All samples will be run with an alternating ASW containing an isotonic sodium chloride and magnesium sulfate mixture, and this will also be the matrix for working standards. The ASW will be introduced to the CFA after a DIW baseline on reagents has been established. This will permit detection of any ASW contamination offsetting the baseline from true zero (the ASW offset).


Standards will be prepared at 1 mM from pre-weighed salts or compound. Primary standards will be prepared in freshly drawn de-ionized water (DIW) using class A volumetric glassware. They will be stored in high density polyethylene, refrigerated and in the dark. A calibration working standard will be prepared in each new batch of ASW, and will be monitored as described below (QA/QC). Analytical ranges will be 5, 5, 5, 40, 5 and 40 µM respectively, with a precision of ±0.5 -- 1.0 % of full scale. Calibration will generally be made using a single top working standard.

Computation of Sample Concentrations

Sample peak heights will be corrected for ASW offsets and for interpolated baseline. Standards will be corrected for baseline only since they are made in ASW. Mean calibration factors (concentration per unit peak height) will be computed for each block of standards, and interpolated calibration factors will be used to compute individual sample peak heights.



Linearity will be checked periodically using a range of working standards prepared by dilution of the calibration working standard into the same ASW. Linearity will also be monitored by running one or more standard dilutions as samples within the run from time to time.

Standard Integrity

New working standards will be made for each new batch of ASW. Old working standards will be run as samples in runs calibrated with new working standards. This procedure will maintain standard continuity and provenance, and check for possible standard degradation with time.


Analytical precision will be estimated from replicates of standards and diluted standards during normal running.

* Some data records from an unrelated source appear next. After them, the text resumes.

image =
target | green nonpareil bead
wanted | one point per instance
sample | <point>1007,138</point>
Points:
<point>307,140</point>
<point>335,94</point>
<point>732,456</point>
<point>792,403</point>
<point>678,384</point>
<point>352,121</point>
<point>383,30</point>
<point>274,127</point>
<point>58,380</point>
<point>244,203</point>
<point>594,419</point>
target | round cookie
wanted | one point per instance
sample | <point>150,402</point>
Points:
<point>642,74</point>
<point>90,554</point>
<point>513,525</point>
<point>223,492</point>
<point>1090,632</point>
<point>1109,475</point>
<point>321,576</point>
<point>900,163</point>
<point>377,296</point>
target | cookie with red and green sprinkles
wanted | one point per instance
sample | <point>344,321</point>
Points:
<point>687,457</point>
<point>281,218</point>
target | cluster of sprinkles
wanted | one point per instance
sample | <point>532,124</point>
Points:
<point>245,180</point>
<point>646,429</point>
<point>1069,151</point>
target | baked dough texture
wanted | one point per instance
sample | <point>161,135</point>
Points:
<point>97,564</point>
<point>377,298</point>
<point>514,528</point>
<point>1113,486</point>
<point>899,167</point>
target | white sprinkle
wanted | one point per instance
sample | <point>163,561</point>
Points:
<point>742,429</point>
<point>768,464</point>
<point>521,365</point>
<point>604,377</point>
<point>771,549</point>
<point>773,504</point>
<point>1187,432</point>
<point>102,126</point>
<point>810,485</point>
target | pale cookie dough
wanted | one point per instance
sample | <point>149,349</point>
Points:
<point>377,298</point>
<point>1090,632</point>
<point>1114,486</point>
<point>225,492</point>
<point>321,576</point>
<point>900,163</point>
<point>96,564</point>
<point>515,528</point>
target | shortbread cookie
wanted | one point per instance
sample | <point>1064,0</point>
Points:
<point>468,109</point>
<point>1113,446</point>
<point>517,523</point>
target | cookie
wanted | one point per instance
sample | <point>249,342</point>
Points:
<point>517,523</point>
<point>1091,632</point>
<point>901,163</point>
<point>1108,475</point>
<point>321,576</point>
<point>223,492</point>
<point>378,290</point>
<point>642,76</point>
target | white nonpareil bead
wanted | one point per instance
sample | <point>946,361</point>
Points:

Accuracy involves many more factors than precision, not all of which can be tested. Replication of sampling into nutrient vials will be examined, and time permitting, replicate bottles may be tripped at the same depth to test replication of water sampling. There will be many replicate casts at each station which will provide a measure of station variance, but physical processes can change water column distributions, so that this comparison is not a totally satisfactory measure of accuracy. Comparison with historical data will be equally useful, but less than perfect because of temporal change, although the time and space scales of change of deep water nutrient properties are large and make these comparisons more rigorous and they also will be part of the QA/QC procedure.